Imágenes de la ilustradora venezolana Laura Facci
De tanto inventar, de tanto llenar la medicina de adelantos científico técnicos nos olvidamos de la creatividad, aquella antigua facultad que tenían los viejos galenos para avanzar con poquísimos medios y buscar soluciones donde aparentemente no las había.
¿Han producido los think tanks sanitarios, unidades de innovación, sociedades científicas, ateneos médicos, reales sociedades de émeritos y demás foros algún elemento de pura creatividad en los últimos tiempos?
No parece fácil medir la creatividad, por más que las palabras innovación, futuro, tecnología y cambio de paradigma estén en boca de todo aquel que se autodenomina experto.
Uno de los problemas que tenemos hoy es el exceso de medios. Todo el mundo lleva un ordenador de pequeñas dimensiones y gran capacidad en el bolsillo con cientos de programas, cámara y demás sensores. Todo el mundo está conectado vía internet con cientos o miles de colegas, foros, redes sociales y demás. En los ambientes sanitarios hospitalarios hay complejas y caras tecnologías detrás de cada puerta, sofisticados tratamientos, adminículos imposibles y múltiples sofismas. ¿Es posible crear entre tanto objeto, entre tanta tecnología? Unos dirán que sí argumentando que es necesario disponer de ambientes sobrecargados en estos elementos para favorecer el proceso creativo. Me permitirán que lo ponga en duda. Probáblemente tan alienado esté el prestigioso especialista que impulsa una unidad de innovación como mi pobre bisabuelo pasando consulta a sus pacientes montado en su caballo. El exceso de opciones como la exiguidad de estas son limitantes cerebrales como ya han demostrados los excelsos psicólogos de moda.

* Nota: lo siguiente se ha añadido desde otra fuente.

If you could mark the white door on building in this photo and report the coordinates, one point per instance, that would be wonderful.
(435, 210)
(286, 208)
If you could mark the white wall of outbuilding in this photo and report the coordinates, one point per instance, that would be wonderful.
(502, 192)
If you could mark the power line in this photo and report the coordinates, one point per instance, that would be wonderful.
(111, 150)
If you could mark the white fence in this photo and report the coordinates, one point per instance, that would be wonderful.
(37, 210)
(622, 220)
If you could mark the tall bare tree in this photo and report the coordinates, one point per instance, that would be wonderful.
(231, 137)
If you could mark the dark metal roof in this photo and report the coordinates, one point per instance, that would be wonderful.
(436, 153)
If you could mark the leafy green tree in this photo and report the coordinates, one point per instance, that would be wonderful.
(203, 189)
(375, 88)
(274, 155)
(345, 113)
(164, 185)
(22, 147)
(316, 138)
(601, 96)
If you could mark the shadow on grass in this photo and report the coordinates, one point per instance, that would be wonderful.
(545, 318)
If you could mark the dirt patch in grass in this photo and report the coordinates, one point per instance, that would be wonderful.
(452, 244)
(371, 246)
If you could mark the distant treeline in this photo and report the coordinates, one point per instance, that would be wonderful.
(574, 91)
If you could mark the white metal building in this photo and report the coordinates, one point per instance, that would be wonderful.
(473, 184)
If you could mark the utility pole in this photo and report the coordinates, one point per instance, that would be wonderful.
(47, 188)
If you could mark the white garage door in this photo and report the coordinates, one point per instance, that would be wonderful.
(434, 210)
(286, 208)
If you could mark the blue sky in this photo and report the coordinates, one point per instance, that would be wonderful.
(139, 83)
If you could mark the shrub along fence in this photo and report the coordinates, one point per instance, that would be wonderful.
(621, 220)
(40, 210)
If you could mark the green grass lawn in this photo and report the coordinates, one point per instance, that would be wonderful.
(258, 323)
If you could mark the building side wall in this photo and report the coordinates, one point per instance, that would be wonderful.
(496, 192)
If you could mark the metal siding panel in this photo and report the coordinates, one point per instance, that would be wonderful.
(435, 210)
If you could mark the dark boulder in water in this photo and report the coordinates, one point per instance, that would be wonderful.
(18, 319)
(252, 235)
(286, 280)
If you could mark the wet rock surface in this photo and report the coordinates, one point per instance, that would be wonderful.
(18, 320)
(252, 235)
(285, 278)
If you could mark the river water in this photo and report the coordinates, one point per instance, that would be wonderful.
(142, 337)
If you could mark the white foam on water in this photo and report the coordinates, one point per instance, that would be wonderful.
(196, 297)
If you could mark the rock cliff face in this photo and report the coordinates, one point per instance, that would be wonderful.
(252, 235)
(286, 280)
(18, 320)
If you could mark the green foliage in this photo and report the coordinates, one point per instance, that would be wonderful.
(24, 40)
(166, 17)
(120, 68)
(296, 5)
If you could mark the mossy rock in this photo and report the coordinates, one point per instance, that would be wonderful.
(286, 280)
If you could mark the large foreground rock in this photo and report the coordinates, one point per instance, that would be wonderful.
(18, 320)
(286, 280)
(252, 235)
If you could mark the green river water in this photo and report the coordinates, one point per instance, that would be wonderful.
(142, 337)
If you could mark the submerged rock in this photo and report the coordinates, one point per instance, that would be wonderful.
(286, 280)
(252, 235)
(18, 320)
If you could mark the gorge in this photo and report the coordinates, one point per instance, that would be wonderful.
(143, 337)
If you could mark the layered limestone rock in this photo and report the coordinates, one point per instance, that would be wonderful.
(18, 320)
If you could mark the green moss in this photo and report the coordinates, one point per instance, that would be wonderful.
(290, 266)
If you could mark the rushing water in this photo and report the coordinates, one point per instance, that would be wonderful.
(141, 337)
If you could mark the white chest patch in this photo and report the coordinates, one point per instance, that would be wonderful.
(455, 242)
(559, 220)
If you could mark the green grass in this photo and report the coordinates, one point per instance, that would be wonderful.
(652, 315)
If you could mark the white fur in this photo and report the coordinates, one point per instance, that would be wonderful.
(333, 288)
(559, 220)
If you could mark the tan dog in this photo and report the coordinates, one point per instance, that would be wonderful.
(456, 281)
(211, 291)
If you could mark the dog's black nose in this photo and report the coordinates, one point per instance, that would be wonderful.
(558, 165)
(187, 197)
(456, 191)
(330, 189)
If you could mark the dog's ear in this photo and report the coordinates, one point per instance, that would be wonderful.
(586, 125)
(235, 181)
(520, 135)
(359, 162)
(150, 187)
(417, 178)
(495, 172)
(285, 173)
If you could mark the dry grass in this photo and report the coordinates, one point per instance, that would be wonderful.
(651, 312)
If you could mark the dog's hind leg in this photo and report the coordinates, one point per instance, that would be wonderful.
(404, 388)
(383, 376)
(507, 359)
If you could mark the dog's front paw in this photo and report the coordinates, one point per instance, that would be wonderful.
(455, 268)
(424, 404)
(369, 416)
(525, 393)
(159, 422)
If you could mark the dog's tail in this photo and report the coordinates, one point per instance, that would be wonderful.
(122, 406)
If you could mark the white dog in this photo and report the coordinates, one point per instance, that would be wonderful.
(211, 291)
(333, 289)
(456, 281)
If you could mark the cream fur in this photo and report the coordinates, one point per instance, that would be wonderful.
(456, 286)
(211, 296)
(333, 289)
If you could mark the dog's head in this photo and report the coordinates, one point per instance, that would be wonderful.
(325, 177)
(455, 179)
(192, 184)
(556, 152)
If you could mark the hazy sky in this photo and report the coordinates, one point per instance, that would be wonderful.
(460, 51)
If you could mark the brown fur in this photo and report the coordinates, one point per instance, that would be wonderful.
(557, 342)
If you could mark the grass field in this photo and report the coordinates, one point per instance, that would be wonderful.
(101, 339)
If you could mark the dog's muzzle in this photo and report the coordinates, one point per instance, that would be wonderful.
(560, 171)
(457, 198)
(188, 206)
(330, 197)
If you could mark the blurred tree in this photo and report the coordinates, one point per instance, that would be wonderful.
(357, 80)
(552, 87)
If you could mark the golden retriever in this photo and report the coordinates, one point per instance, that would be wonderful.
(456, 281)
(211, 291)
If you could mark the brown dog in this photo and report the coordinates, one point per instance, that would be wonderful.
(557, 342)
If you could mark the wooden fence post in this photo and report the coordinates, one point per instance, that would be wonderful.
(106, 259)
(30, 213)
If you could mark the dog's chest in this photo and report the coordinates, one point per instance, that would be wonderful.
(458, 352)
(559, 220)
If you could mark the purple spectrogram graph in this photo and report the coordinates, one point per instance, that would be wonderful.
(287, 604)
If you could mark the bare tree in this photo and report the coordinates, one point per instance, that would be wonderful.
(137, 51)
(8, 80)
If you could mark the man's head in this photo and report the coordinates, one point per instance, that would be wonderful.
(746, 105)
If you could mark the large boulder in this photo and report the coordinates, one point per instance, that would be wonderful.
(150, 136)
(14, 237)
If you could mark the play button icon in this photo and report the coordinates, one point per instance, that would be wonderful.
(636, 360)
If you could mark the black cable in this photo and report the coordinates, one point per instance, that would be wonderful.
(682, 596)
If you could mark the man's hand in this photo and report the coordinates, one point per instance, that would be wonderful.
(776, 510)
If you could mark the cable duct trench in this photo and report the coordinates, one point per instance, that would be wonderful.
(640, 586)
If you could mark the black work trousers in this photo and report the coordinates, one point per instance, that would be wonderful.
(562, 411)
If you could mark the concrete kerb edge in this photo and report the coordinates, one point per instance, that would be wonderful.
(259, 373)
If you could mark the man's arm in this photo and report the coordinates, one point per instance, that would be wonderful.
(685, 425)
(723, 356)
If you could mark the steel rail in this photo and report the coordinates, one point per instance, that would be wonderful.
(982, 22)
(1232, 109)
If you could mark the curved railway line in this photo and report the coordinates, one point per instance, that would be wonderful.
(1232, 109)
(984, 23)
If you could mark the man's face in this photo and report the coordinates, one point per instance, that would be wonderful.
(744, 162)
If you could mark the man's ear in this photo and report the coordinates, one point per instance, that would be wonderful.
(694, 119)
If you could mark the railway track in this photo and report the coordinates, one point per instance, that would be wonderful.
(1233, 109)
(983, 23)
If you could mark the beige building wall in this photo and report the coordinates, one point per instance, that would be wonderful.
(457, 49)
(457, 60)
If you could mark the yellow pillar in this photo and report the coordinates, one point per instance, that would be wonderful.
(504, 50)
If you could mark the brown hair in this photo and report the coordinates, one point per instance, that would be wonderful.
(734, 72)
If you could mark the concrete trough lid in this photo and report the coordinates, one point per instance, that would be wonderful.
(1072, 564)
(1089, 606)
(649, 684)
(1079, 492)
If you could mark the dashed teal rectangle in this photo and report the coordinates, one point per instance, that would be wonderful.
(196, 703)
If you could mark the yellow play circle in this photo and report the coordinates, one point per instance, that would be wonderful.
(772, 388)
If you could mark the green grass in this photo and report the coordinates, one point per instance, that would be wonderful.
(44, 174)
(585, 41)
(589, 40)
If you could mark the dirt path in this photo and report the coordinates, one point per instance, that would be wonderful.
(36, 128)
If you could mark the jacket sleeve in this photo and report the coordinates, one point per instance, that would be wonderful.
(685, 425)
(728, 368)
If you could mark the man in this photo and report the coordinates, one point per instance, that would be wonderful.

Uno de los problemas de fondo de nuestros sistemas sanitarios es que seguimos abordando de forma simple la complejidad creciente de nuestro pacientes. Seguimos manejandonos con dialécticas dicotómicas al enfrentarnos a la salud-enfermedad, los diagnósticos y los tratamientos, en los que polararizamos nuestro pensamiento en opuestos. Usted está enfermo o está sano, se va a hacer esta prueba o no se la va a hacer, se tomará este tratamiento o este otro. De este modo no contemplamos la escala de grises, no vemos que es posible estar un poco enfermo o muy enfermo, no vemos que la indicación de esta prueba depende en mucha parte del paciente más que en la guía clínica que tenemos encima de la mesa y con los tratamientos más de lo mismo.
Tal vez el quid de la cuestión no se base únicamente en la ascendente curva tecnológica y su ley de Moore. Tal vez precisemos rescatar la facultad de la creatividad aplicándola a cada interacción humana entre profesionales sanitarios y pacientes. Entre otras cosas porque los procesos que puedan ser automatizados y tecnificados pasarán a manos de robots y máquinas más pronto que tarde. El mayor valor añadido que se le puede aportar a un paciente pasa por la solución a sus problemas (que puedan ser solucionados) y el acompañamiento en aquellos que no lo puedan ser, la potenciación de los autocuidados así como en descubrir junto a él las líneas de promoción de la salud que se ajusten más a su realidad y circunstancia. Hace falta mucha creatividad clínica dado que no hay dos personas iguales, por mucho que los protocolos que tratan de dominar la moderna medicina se empeñen en decirnos desde que sale el sol hasta el ocaso.